Checking convergence of 2-layer neural network in python

Question 1

I am working with the following code:

import numpy as np
def sigmoid(x):
 return 1.0/(1.0 + np.exp(-x))
def sigmoid_prime(x):
 return sigmoid(x)*(1.0-sigmoid(x))
def tanh(x):
 return np.tanh(x)
def tanh_prime(x):
 return 1.0 - x**2
class NeuralNetwork:
 def __init__(self, layers, activation='tanh'):
 if activation == 'sigmoid':
 self.activation = sigmoid
 self.activation_prime = sigmoid_prime
 elif activation == 'tanh':
 self.activation = tanh
 self.activation_prime = tanh_prime
 # Set weights
 self.weights = []
 # layers = [2,2,1]
 # range of weight values (-1,1)
 # input and hidden layers - random((2+1, 2+1)) : 3 x 3
 for i in range(1, len(layers) - 1):
 r = 2*np.random.random((layers[i-1] + 1, layers[i] + 1)) -1
 self.weights.append(r)
 # output layer - random((2+1, 1)) : 3 x 1
 r = 2*np.random.random( (layers[i] + 1, layers[i+1])) - 1
 self.weights.append(r)
 def fit(self, X, y, learning_rate=0.2, epochs=100000):
 # Add column of ones to X
 # This is to add the bias unit to the input layer
 ones = np.atleast_2d(np.ones(X.shape[0]))
 X = np.concatenate((ones.T, X), axis=1)
 for k in range(epochs):
 if k % 10000 == 0: print 'epochs:', k
 i = np.random.randint(X.shape[0])
 a = [X[i]]
 for l in range(len(self.weights)):
 dot_value = np.dot(a[l], self.weights[l])
 activation = self.activation(dot_value)
 a.append(activation)
 # output layer
 error = y[i] - a[-1]
 deltas = [error * self.activation_prime(a[-1])]
 # we need to begin at the second to last layer 
 # (a layer before the output layer)
 for l in range(len(a) - 2, 0, -1): 
 deltas.append(deltas[-1].dot(self.weights[l].T)*self.activation_prime(a[l]))
 # reverse
 # [level3(output)->level2(hidden)] => [level2(hidden)->level3(output)]
 deltas.reverse()
 # backpropagation
 # 1. Multiply its output delta and input activation 
 # to get the gradient of the weight.
 # 2. Subtract a ratio (percentage) of the gradient from the weight.
 for i in range(len(self.weights)):
 layer = np.atleast_2d(a[i])
 delta = np.atleast_2d(deltas[i])
 self.weights[i] += learning_rate * layer.T.dot(delta)
 def predict(self, x): 
 a = np.concatenate((np.ones(1).T, np.array(x)), axis=0) 
 for l in range(0, len(self.weights)):
 a = self.activation(np.dot(a, self.weights[l]))
 return a
if __name__ == '__main__':
 nn = NeuralNetwork([2,2,1])
 X = np.array([[0, 0],
 [0, 1],
 [1, 0],
 [1, 1]])
 y = np.array([0, 1, 1, 0])
 nn.fit(X, y)
 for e in X:
 print(e,nn.predict(e))

While this converges well and fast when using the tanh, it does converge much slower when using the sigmoid ( in def __init__(self, layers, activation='tanh') change tanh to sigmoid ).
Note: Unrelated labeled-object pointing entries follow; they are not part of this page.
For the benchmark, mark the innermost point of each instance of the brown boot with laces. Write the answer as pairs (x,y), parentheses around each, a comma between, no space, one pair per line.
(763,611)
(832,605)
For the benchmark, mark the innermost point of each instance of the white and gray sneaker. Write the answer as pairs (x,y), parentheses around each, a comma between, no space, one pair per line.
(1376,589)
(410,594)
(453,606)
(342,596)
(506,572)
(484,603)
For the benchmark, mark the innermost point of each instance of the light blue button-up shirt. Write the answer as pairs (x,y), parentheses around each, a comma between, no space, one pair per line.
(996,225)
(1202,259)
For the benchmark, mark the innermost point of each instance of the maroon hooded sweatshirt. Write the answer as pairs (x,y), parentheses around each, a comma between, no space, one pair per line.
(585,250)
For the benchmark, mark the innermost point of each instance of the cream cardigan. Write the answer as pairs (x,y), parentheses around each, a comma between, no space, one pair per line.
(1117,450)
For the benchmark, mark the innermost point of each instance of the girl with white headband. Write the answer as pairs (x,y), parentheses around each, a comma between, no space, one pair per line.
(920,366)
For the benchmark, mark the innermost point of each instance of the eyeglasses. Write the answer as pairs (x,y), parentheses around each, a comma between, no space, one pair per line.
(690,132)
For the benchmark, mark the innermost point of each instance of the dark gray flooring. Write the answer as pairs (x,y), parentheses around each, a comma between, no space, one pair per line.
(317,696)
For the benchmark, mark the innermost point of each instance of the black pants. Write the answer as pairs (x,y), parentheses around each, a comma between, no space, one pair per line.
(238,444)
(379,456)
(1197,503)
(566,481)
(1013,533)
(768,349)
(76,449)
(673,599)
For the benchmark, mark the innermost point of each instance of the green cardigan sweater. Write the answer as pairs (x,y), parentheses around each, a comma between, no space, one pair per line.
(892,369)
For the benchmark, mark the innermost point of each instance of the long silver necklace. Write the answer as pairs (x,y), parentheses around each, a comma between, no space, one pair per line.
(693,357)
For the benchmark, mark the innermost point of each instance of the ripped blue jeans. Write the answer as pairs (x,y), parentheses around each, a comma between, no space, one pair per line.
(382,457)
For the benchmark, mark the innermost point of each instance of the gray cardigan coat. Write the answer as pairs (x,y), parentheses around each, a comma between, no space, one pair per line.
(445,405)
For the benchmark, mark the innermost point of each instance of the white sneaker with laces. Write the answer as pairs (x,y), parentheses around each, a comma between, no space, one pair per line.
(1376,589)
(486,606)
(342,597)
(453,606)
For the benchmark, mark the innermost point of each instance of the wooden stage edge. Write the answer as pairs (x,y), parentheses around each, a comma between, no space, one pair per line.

I cannot find why that is. How do I improve the implementation for the sigmoid?

Question 2

Are you interested in reviews on aspects of the code unrelated to the sigmoid implementation?

Question 3

Of course I am!

Question 4

The reasons for the speed discrepancy

The reason for the differences in timing are because evaluating sigmoid_prime() takes far longer than tanh_prime(). You can see this if you use a line profiler such as the line_profiler module.
Is tanh_prime() supposed to be the derivative of tanh()? If so, you might want to double-check your formula. The derivative of tanh(x) is 1. - tanh(x)**2, not 1. - x**2.
In fact, if you use the the actual definition of the derivative of tanh(), the timings become much more similar.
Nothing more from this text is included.